HABER MERKEZİ
1-Türk Özel Savaş Elemanlarını Tanıyalım
Türk devleti özel savaş konseptiyle kurulmuş bir devletidir. Tüm politikalarını özel savaş kurallarına göre yürütmektedir. Özel harpçi olmayan, daha önce özel harp dairesi denilen örgütün direktiflerine göre çalışmayana devletin üst kademelerinde görev verilmez. Son durumu tam bilmiyor olsak da AKP öncesinde devletin özel savaş politikalarının MGK genel sekreterince koordine edildiği hep söylenmiştir.
Türk özel savaşı, MİT ve Genelkurmayınca örgütlendirilir. Üniversiteler, yargı, diyanet gibi kurumlar da bu konsepte göre düzenlenmiştir.
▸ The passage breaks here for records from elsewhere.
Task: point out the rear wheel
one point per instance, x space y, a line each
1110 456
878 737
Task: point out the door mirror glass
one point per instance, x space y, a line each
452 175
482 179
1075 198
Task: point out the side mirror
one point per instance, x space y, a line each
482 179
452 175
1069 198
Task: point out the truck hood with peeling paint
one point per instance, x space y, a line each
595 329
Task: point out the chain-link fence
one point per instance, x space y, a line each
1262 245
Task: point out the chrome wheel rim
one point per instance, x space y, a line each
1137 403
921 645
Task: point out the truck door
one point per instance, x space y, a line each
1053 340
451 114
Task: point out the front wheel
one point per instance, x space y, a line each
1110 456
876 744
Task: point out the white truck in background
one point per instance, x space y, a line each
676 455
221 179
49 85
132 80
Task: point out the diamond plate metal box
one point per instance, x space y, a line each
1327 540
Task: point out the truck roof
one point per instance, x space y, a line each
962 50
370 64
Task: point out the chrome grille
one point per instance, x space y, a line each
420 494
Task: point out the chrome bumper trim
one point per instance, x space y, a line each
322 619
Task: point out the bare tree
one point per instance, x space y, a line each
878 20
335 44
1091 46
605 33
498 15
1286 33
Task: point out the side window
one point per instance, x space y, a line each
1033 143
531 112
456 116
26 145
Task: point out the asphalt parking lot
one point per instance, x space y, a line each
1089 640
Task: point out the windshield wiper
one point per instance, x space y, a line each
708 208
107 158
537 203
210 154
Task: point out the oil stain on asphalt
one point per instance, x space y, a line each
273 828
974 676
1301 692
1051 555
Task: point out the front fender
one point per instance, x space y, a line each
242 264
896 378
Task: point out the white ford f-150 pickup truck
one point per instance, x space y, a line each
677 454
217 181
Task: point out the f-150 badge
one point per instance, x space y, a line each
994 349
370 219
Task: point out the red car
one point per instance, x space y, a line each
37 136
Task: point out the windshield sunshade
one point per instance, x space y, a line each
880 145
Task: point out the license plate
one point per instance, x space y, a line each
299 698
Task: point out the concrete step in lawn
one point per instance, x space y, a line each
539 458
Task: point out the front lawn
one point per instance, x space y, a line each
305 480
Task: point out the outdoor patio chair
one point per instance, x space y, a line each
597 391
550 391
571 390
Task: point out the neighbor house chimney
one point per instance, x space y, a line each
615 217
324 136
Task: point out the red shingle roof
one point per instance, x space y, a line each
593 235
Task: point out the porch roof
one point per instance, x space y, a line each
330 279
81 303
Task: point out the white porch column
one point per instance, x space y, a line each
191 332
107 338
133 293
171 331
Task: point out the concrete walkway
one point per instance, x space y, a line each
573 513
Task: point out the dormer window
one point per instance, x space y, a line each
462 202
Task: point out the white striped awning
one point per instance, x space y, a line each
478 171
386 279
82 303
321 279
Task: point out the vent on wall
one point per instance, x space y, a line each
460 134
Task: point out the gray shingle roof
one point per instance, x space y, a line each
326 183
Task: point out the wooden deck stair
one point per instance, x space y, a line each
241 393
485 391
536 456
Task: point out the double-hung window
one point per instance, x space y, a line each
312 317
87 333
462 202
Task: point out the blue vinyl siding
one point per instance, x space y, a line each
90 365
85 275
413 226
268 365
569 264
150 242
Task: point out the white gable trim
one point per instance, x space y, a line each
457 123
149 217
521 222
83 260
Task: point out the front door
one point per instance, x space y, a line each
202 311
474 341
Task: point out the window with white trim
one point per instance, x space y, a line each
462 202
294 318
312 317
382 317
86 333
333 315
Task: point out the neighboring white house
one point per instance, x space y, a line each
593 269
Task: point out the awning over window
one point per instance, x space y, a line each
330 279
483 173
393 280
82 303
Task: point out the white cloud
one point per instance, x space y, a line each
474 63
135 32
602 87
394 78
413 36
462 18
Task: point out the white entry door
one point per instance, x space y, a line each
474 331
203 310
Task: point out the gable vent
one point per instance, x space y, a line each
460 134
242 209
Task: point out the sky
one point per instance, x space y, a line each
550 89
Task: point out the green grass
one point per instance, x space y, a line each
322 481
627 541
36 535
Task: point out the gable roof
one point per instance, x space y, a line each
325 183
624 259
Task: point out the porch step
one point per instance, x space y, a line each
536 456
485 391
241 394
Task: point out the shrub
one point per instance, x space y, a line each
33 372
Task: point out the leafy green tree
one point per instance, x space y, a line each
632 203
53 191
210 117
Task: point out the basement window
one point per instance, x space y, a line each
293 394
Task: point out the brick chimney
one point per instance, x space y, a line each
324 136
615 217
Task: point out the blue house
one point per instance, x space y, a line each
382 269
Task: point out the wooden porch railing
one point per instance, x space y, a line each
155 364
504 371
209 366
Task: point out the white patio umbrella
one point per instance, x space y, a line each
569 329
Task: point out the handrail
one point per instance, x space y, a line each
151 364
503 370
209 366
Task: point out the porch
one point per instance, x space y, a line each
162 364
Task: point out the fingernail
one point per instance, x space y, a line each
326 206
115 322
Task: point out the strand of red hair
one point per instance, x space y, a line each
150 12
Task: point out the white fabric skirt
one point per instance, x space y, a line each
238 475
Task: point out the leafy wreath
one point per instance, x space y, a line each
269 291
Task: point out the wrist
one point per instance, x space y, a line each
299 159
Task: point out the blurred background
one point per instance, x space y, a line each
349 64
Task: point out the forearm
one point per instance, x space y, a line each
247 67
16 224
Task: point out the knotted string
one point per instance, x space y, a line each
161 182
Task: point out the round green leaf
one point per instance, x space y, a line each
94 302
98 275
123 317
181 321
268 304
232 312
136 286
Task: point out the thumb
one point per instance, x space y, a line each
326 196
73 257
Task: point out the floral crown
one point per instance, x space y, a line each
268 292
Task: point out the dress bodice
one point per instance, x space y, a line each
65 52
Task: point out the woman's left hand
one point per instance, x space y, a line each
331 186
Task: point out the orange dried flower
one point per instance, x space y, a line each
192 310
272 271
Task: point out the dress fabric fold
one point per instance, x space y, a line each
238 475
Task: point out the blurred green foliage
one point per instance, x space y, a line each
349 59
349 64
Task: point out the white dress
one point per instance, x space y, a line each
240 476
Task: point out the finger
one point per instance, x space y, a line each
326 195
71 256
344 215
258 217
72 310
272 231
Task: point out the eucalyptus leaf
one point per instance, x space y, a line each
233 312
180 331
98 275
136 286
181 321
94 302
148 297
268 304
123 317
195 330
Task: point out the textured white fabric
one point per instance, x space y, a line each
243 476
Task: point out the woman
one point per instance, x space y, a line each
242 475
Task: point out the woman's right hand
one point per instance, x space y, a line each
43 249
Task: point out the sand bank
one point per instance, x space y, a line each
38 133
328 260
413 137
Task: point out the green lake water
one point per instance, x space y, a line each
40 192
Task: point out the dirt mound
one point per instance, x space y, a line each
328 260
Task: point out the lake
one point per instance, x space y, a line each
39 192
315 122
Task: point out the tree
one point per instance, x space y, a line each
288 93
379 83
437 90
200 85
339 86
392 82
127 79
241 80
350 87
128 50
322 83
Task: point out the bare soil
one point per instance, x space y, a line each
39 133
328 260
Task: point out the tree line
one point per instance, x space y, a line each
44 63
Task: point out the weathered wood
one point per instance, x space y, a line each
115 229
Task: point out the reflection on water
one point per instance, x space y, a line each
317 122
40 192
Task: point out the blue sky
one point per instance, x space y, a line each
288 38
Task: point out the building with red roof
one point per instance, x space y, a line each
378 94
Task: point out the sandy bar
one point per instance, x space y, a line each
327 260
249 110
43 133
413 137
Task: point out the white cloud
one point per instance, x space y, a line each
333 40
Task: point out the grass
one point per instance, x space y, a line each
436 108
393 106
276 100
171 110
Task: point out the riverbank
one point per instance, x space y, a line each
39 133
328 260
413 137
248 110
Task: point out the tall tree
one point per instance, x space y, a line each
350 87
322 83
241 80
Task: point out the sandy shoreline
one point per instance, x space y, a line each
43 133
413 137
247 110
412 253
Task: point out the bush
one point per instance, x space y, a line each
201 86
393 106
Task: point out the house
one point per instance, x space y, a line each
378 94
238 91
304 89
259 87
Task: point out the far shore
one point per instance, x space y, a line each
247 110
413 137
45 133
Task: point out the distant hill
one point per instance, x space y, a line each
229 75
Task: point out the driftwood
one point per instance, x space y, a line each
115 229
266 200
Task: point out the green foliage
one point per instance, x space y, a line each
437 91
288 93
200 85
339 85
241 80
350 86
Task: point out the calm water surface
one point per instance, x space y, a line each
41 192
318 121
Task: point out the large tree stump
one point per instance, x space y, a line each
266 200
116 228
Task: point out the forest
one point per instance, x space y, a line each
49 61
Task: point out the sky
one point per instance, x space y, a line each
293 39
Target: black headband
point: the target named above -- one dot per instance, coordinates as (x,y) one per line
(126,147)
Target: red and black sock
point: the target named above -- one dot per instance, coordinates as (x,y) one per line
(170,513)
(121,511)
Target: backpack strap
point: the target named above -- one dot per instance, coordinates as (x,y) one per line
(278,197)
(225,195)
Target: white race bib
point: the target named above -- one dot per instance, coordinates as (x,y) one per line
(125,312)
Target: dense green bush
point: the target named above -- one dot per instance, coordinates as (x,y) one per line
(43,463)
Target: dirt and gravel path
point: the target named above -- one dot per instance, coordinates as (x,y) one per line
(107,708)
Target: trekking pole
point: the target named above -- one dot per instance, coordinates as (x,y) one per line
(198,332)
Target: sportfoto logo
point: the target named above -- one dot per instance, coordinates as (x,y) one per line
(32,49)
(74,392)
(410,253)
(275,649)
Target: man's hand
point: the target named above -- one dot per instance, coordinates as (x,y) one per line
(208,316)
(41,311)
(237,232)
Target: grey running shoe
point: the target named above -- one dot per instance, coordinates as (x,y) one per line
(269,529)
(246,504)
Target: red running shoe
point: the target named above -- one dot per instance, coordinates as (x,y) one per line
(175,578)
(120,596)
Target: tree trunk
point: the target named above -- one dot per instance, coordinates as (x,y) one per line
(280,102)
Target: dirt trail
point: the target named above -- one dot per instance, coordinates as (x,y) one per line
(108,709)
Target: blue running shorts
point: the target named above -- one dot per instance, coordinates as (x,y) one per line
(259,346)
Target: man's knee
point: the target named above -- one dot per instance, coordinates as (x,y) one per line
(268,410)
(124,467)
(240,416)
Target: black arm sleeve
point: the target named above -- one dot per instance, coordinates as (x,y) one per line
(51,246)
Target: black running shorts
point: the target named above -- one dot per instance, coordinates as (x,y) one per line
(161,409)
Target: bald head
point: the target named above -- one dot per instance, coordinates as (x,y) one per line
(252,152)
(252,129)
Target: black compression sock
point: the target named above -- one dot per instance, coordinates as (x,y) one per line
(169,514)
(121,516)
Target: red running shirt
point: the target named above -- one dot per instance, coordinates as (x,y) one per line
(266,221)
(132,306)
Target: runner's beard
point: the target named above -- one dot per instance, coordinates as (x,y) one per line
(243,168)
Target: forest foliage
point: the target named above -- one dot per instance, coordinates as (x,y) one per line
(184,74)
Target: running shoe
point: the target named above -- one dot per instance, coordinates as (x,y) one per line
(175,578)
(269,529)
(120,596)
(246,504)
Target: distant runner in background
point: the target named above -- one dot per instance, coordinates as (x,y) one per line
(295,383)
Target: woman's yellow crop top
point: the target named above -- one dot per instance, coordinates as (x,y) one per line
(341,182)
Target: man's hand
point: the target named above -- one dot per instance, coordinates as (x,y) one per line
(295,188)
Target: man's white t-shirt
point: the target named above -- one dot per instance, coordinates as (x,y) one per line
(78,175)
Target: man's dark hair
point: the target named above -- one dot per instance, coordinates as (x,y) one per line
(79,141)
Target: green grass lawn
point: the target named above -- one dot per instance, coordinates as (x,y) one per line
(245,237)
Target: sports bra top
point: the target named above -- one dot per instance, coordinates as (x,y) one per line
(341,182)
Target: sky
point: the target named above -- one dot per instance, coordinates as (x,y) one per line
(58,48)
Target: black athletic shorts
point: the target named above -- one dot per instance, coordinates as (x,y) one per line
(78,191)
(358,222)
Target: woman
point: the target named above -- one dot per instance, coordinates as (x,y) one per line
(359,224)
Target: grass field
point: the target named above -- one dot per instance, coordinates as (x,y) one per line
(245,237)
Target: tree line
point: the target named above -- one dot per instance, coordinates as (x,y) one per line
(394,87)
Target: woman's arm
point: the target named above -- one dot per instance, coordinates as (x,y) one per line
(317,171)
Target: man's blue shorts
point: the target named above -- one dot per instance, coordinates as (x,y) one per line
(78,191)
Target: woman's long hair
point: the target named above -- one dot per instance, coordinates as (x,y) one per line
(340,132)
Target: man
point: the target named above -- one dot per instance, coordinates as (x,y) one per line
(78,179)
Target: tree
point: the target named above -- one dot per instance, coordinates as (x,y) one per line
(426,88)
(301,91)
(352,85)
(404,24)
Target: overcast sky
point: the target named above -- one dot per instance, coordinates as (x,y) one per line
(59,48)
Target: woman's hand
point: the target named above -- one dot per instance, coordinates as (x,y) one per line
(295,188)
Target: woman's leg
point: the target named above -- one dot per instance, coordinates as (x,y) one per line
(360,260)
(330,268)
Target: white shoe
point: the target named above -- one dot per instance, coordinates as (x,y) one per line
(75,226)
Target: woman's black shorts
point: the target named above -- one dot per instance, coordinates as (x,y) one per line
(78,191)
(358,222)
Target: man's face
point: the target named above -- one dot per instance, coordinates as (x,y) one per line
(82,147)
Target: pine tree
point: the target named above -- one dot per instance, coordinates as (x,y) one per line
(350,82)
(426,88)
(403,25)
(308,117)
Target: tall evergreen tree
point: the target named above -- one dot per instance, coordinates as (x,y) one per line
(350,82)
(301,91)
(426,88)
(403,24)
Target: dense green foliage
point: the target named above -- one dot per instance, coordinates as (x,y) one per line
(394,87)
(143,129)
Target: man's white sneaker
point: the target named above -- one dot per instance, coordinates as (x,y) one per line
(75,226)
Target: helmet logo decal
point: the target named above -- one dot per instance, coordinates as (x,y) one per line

Bu yan kurumlardakilerin hepsi olmasa da kritik noktalardakiler özel harp dairesinin adamları-kadınlarıdır. Yüksek olasılıkla 15 temmuz darbe girişimine kadar genelkurmay, 15 temmuzdan sonra da MİT birinci derecede özel savaş işinde sorumluluk sahibidir.
MİT’in halka dönük propaganda savaşını yapan elemanları kamuoyu karşısına ikinci bir kimlikle çıkarlar. Kod iş ve meslek kullanırlar. Yani ya gazeteci ya akademisyen ya araştırma görevlisi ya da başka mesleklere aitmiş kisvesi altında tanıtılırlar. MİT bu iş için değişik kurumlar kurarak adam çalıştırır. Mesela Ekopolitik, Bilgesam gibi kurumların MİT’in kurumları olması ya da MİT ile irtibatlı çalışması yüksek bir olasılıktır. Bunu 2009-2014 yılları arasındaki çalışma biçimi ile günümüzdeki durumları arasındaki farktan anlıyoruz. Şayet bu kurumlar bildik anlamda araştırma-inceleme yapan sivil toplum kurumları olmuş olsaydı, bugünde ‘çözüm süreci’ndeki gibi aktif olurlardı. O zaman konuştuklarını konuşur, toplumda o dönem söyledikleri ile bir algı yaratmaya çalışırlardı. Demek ki bu ve benzer kurumlar MİT’in dönemsel çalışmalar için propaganda amaçlı kurduğu ya da görevlendirdiği kurumlar oluyor.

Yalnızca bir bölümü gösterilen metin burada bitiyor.